Are we treasuring Christ like that? 

If not, I say with the apostle Paul, “Wake from your sleep. Salvation is nearer to you now than when you first believed. God is calling you to do urgent work to fulfill the Great Commission before your time on earth runs out. So cast off the works of darkness, repent of your sins, and put on the Lord Jesus Christ.” 

Amen.

One Response to “Sermon 09-13-2020: “Put On the Lord Jesus Christ””

  1. Tom Harkins Says:

    This is a very interesting topic. We have to be careful here that we don’t drift into “absolute predestination.” In other words, that all thoughts and actions by anyone are entirely directed by God. Were that true, then all evil thoughts and actions would just as much lie at the door of God as the good ones. And a similar problem is still present if we argue that only all the good thoughts and actions are entirely directed by God, because it presents the question why God does not just direct those all the time for everyone. Or even just for every Christian. No, we have to have some “responsibility” for what we do, which means that to some extent it has to be “our” choice as to what we think and do.

    Now, it is certainly true that we can’t think and do what we should without God’s help. The Spirit is “at work” when we think and do well. But it just cannot be the case that this is “all of God and none of me” without slipping down the slope towards absolute predestination (or the alternative view referenced, which is hardly much better). I was thinking about this the other day in response to a question posed by my Sunday School teacher about our role in leading anyone to Christ, since only God can save. Later this analogy came to mind–a farmer plowing his field. Before modern inventions (kids nowadays might not understand this illustration!), the mule or ox pulls the plow, but his route is determined by the farmer.

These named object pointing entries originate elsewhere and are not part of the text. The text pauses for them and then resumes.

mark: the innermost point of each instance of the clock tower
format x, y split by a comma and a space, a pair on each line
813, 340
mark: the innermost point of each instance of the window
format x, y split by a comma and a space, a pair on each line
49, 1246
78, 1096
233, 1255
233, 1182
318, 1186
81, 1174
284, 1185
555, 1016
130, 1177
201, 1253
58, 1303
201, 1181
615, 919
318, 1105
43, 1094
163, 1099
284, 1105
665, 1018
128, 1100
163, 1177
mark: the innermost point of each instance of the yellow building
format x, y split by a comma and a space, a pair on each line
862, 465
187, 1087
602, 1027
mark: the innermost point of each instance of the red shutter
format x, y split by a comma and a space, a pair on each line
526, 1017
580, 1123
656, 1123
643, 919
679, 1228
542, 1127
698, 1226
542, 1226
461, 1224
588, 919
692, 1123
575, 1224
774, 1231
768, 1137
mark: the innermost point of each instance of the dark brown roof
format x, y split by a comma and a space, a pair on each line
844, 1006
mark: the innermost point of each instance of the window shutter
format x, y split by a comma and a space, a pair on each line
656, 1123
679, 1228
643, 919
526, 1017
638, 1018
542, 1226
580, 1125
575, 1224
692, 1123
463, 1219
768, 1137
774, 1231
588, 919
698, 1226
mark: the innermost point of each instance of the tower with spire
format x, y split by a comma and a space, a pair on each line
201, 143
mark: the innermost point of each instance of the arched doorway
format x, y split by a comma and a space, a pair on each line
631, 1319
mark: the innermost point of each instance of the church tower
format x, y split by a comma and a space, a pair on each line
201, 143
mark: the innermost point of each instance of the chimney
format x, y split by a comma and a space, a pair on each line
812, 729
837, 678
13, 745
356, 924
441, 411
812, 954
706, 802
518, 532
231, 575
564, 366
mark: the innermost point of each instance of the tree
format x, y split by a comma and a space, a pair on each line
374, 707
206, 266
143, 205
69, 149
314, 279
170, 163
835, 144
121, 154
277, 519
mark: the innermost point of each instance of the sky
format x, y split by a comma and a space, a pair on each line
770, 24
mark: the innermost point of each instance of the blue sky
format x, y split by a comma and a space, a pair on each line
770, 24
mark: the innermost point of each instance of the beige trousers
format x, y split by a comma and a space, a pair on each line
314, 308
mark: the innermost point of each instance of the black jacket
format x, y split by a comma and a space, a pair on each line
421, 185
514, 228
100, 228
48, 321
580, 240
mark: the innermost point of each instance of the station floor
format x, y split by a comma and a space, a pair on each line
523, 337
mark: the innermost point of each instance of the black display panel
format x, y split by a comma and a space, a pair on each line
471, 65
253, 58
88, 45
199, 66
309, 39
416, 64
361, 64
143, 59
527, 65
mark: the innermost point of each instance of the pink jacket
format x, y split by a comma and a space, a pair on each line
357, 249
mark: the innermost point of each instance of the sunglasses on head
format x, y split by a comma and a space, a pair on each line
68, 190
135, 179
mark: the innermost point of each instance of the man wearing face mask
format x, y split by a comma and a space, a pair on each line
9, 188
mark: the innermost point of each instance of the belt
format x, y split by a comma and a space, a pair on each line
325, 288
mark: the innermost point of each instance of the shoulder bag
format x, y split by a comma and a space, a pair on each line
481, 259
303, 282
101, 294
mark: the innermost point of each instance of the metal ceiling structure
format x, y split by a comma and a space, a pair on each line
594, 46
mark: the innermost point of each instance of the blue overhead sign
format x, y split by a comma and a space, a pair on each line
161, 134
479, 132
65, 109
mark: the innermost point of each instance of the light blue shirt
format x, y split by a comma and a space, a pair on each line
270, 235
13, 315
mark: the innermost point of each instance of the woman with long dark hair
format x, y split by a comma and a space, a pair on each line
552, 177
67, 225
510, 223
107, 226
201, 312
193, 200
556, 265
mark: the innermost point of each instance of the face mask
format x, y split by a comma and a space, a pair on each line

And it is the farmer who “sows the seed.” Now, who is responsible for field getting plowed, how it gets plowed, and where the seed ends up? Certainly it is the farmer. However, the mule or the ox is the one pulling the plow. I think this is somewhat similar to our own situation. God is “in charge,” but he elects to use us as his “agents” in accomplishing his purposes. “We are therefore Christ’s ambassadors. as though God were making his appeal through us. We implore you on Christ’s behalf: Be reconciled to God.” 2 Corinthians 5:20.

    Trying not to push an illustration beyond its limits, note that the mule or ox can “resist” the farmer’s direction–just as we sometimes resist God’s direction in our lives as Christians. In which event, the farmer “disciplines” the mule or ox back into his “lane.” Similarly as to us, according to Hebrews 12 God disciplines us to get us back into obedience.

    All this to say. both the farmer and the mule or ox “work together” to get the field sowed. It is not as though the mule or ox “adds nothing to the equation.” Similarly with us, without the direction of the Spirit (and, for that matter, empowering, just as the mule or ox are fed, watered, and housed by the farmer) we get nothing done. But we still have some role and contribution in the matter, and we can say “yes or no” (with consequences following). Otherwise, why would there be differing rewards for how we build on the foundation? 1 Corinthians 3:5-15. Surely God is not “rewarding Himself”! My net conclusion is that we do deserve both blame and credit for what we do, though we of course recognize that it is far and away the credit of God for the good.